In my experience, there are two different groups of people who believe the same thing: the mathematics encountered in typical machine learning conference papers is often of questionable value.
The two groups who agree on this are applied machine learning people who have given up on math, and mature theoreticians who understand the limits of theory.
Partly, this is just a statement about where we are with respect to machine learning. In particular, we have no mechanism capable of generating a prescription for how to solve all learning problems. In the absence of such certainty, people try to come up with formalisms that partially describe and motivate how and why they do things. This is natural and healthy—we might hope that it will eventually lead to just such a mechanism.
But, part of this is simply an emphasis on complexity over clarity. A very natural and simple theoretical statement is often obscured by complexifications. Common sources of complexification include:
- Generalization By trying to make a statement that applies in the most general possible setting, your theorem becomes excessively hard to read.
- Specialization Your theorem relies upon so many assumptions that it is hard for a simple reader to hold them all in their head.
- Obscuration Your theorem relies upon cumbersome notation full of subsubsuperscripts, badly named variables, etc…
There are several reasons why complexification occurs.
- Excessive generalization often happens when authors have an idea and want to completely exploit it. So, various bells and whistles are added until the core idea is obscured.
- Excessive specialization often happens when authors have some algorithm they really want to prove works. So, they start making one assumption after another until the proof goes through.
- Obscuration is far more subtle than it sounds. Some of the worst obscurations come from using an old standard notation which has simply been pushed to far.
After doing research for awhile, you realize that these complexifications are counterproductive. Type (1) complexifications make it double hard for others to do follow-on work: your paper is hard to read and you have eliminated the possibility. Type (2) complexifications look like “the tail wags the dog”—the math isn’t really working until it guides the algorithm design. Figuring out how to remove the assumptions often results in the better algoritihm.

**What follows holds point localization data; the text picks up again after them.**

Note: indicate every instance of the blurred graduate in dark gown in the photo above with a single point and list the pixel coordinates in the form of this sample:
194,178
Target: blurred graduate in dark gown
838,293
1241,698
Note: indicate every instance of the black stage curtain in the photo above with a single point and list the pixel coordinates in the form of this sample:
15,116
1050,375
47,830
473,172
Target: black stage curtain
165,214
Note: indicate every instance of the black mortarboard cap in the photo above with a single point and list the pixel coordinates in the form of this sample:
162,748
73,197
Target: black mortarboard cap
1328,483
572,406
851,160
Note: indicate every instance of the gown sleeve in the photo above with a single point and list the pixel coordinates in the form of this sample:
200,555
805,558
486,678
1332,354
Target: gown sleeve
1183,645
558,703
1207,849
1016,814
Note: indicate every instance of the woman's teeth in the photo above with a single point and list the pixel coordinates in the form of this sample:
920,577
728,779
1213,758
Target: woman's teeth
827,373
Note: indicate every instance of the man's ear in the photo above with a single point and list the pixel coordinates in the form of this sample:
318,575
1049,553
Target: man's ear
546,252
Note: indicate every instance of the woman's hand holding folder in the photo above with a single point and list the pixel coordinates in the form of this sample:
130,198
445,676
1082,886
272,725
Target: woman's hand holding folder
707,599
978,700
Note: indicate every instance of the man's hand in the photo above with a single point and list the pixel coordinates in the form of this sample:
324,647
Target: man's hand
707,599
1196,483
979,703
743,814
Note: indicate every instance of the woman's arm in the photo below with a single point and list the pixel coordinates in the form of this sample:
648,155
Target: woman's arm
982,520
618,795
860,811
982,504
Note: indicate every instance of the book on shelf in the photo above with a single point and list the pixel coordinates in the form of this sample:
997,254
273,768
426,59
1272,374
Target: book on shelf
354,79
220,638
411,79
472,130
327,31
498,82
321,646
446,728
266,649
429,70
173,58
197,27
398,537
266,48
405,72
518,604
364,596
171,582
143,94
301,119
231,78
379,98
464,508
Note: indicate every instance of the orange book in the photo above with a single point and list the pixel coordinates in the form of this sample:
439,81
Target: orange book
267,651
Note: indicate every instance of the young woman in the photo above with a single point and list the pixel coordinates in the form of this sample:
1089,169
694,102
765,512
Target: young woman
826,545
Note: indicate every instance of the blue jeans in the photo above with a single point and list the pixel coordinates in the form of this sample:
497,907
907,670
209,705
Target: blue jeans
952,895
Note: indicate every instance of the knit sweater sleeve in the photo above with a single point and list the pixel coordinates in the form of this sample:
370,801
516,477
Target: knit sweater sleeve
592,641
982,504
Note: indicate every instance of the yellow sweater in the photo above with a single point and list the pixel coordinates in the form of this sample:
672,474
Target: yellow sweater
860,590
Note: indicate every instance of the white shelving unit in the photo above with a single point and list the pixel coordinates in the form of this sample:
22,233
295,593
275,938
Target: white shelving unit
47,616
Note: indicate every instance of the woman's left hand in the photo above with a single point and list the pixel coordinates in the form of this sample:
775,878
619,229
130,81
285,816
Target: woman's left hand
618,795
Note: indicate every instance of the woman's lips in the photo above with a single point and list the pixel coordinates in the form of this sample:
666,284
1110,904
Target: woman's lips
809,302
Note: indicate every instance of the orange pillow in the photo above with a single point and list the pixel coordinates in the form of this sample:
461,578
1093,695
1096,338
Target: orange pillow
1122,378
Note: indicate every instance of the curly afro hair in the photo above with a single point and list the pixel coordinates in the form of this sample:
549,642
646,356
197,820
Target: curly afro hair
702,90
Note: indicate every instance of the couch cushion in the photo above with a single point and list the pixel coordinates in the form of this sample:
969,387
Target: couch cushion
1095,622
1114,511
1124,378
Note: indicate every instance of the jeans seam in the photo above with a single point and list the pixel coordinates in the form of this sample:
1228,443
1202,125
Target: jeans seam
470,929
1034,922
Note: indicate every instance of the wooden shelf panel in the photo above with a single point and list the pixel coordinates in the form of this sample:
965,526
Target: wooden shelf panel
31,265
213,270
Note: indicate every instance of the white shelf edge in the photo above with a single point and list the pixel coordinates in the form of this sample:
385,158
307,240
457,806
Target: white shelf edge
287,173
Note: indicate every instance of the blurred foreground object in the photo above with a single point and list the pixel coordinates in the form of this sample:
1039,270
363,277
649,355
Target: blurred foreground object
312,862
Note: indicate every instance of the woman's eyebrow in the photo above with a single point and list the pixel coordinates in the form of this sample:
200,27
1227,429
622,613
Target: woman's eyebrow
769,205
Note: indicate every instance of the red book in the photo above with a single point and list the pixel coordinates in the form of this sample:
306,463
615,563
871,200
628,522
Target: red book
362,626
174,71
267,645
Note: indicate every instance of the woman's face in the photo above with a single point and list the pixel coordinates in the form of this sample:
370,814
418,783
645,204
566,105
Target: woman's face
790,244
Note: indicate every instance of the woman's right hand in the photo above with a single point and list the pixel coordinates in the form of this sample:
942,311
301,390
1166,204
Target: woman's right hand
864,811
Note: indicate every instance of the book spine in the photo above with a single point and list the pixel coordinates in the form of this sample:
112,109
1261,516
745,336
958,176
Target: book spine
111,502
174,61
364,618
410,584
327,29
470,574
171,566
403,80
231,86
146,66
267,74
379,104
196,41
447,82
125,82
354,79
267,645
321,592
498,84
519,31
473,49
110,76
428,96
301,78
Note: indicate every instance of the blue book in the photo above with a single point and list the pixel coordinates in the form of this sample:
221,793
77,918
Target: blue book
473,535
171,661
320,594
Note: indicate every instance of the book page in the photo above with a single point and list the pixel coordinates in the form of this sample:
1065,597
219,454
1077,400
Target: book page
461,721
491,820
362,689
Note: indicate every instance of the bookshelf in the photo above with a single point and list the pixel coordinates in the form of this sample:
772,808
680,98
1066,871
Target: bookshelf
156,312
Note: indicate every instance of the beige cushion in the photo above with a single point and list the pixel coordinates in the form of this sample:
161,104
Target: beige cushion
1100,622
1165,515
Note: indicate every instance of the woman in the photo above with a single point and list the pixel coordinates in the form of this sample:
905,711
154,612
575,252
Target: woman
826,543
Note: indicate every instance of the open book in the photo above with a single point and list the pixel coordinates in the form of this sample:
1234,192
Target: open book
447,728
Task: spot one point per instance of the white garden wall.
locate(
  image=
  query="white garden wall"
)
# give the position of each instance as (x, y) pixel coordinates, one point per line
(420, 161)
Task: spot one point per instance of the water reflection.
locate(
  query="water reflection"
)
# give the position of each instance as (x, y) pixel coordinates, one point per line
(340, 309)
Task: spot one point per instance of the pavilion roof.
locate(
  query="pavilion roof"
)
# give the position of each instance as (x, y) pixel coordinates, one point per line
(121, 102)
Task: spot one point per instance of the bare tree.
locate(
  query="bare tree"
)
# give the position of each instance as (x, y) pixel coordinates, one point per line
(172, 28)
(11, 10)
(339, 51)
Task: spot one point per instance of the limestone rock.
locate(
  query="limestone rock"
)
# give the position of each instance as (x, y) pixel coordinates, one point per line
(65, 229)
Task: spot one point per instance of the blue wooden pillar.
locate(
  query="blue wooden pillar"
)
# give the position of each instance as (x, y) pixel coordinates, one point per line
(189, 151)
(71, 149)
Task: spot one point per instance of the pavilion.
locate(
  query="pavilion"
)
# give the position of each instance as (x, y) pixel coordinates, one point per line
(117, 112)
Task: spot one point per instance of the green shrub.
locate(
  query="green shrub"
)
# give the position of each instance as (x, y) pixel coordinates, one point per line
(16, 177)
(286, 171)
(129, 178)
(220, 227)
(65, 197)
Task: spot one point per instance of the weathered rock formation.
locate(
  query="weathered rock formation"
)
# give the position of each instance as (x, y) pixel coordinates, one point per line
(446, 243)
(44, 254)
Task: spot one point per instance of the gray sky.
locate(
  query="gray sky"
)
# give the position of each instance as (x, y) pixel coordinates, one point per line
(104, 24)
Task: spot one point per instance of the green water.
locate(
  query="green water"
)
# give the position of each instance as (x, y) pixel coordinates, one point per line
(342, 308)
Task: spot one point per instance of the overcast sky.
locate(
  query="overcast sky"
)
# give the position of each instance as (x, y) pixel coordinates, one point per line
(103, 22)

Type (3) complexifications are an error. Fooling around to find a better notation is one of the ways that we sometimes make new discoveries.
The worst reason, I’ve saved for last: it’s that the reviewing process emphasizes precision over accuracy. Imagine shooting a math gun at a machine learning target. A high precision math gun will very carefully guide the bullets to strike a fixed location—even though the location may have little to do with the target. An accurate math gun will point at the correct target. A precision/accuracy tradeoff is often encountered: we don’t know how to think about the actual machine learning problem, so instead we very precisely think about another not-quite-right problem. A reviewer almost invariably prefers the more precise (but less accurate) paper because precision is the easy thing to check and think about.
There seems to be no easy fix for this—people naturally prefer to value the things they can measure. The hard fix for this is more time spent by everyone thinking about what the real machine learning problems are.